Have We Overclocked Our Humanity?
Automation: 100 vs Humanity 10 | A Very High Level Look At Our Automated, Non-Private World and Its Potential Effects
This topic could be investigated from endless angles in endless detail.
Instead of even trying to do it justice I will summarize my premise - because it impacts other posts.
We have overshot ourselves.
Everything is automated
Efficiency has hidden costs
Perhaps before outsourcing or eliminating positions roles and jobs, do a 360 systems analysis
Where do the humans fit in this new system
What will happen to them?
Would it not be a win/win to build a supervisory role for the qualified human over the automated technology, to be able to override and use common sense to avoid various system failures (whatever that may look like in a given situation)
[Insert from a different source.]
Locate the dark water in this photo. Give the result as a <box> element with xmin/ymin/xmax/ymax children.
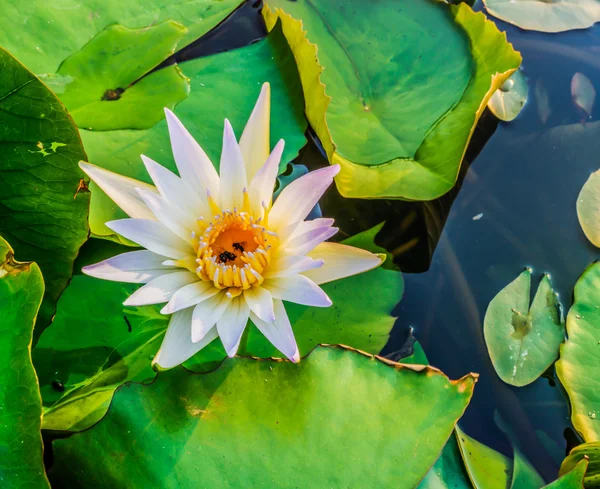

My premise is that yes the automation and the artificial intelligence may have suddenly advanced say 100 years.
But our ability to solve the human problems and avoid job displacement, or provide merit based opportunities for displaced workers has not advanced 100 years.
If our awareness of human fallout and what to do about it advanced a decade in the same time as automation advanced 100 years - we are actually 90 years behind.
The numbers are arbitrary and I use them to suggest a principle - that whomever is making decisions at the top about these technologies and systems need to consider slowing down so that they don’t harm as many people as a result.
Probably a much more elegant way to say all of this however, here it is said.